Rajeev Gandhi Centre for Diabetes and Endocrinology, Jawaharlal Nehru Medical College and Hospital, Aligarh Muslim University, Aligarh, IND.
Cureus. 2024 Dec 13;16(12):e75644. doi: 10.7759/cureus.75644. eCollection 2024 Dec.

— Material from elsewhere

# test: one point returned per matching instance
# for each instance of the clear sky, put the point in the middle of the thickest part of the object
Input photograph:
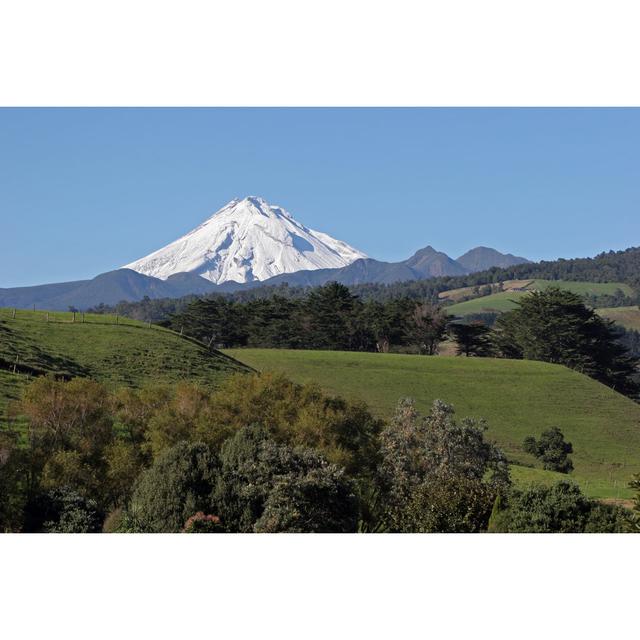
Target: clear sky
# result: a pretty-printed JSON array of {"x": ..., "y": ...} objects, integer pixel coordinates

Primary aldosteronism (PA) is a common cause of secondary hypertension, with familial hyperaldosteronism (FH) contributing to a lesser number of cases. FH type IV, a rare subtype, has hardly been reported as a subtype of PA cases. We present a case of a 27-year-old female who presented to the emergency department with circumoral tingling and numbness. A diagnosis of hypocalcemia due to vitamin D deficiency was made. During hospital stay, she developed acute gastroenteritis and was treated with doxycycline, after which she experienced persistent hypokalemia. Further investigation revealed urinary potassium loss and metabolic alkalosis, although her blood pressure remained normal throughout her stay. Clinical exome sequencing identified a mutated variant in the calcium voltage-gated channel subunit alpha1 H (CACNA1H) gene associated with FH type IV. Elevated plasma aldosterone and suppressed renin confirmed PA. The administration of doxycycline for treating acute gastroenteritis likely precipitated hypokalemia by enhancing the expression of the mutated CACNA1Hgene variant, thereby increasing aldosterone production.
原发性醛固酮增多症(PA)是继发性高血压的常见病因,而家族性醛固酮增多症(FH)导致的病例数较少。IV型FH是一种罕见的亚型,几乎未被报道为PA病例的一种亚型。我们报告一例27岁女性,因口周刺痛和麻木就诊于急诊科。诊断为维生素D缺乏所致低钙血症。住院期间,她患上急性肠胃炎,并接受了强力霉素治疗,之后出现持续性低钾血症。进一步检查发现尿钾丢失和代谢性碱中毒,尽管她住院期间血压一直正常。临床外显子测序在与IV型FH相关的钙电压门控通道亚基α1 H(CACNA1H)基因中鉴定出一个突变变体。血浆醛固酮升高和肾素受抑制证实为PA。用于治疗急性肠胃炎的强力霉素可能通过增强突变的CACNA1H基因变体的表达而促使低钾血症发生,从而增加醛固酮的产生。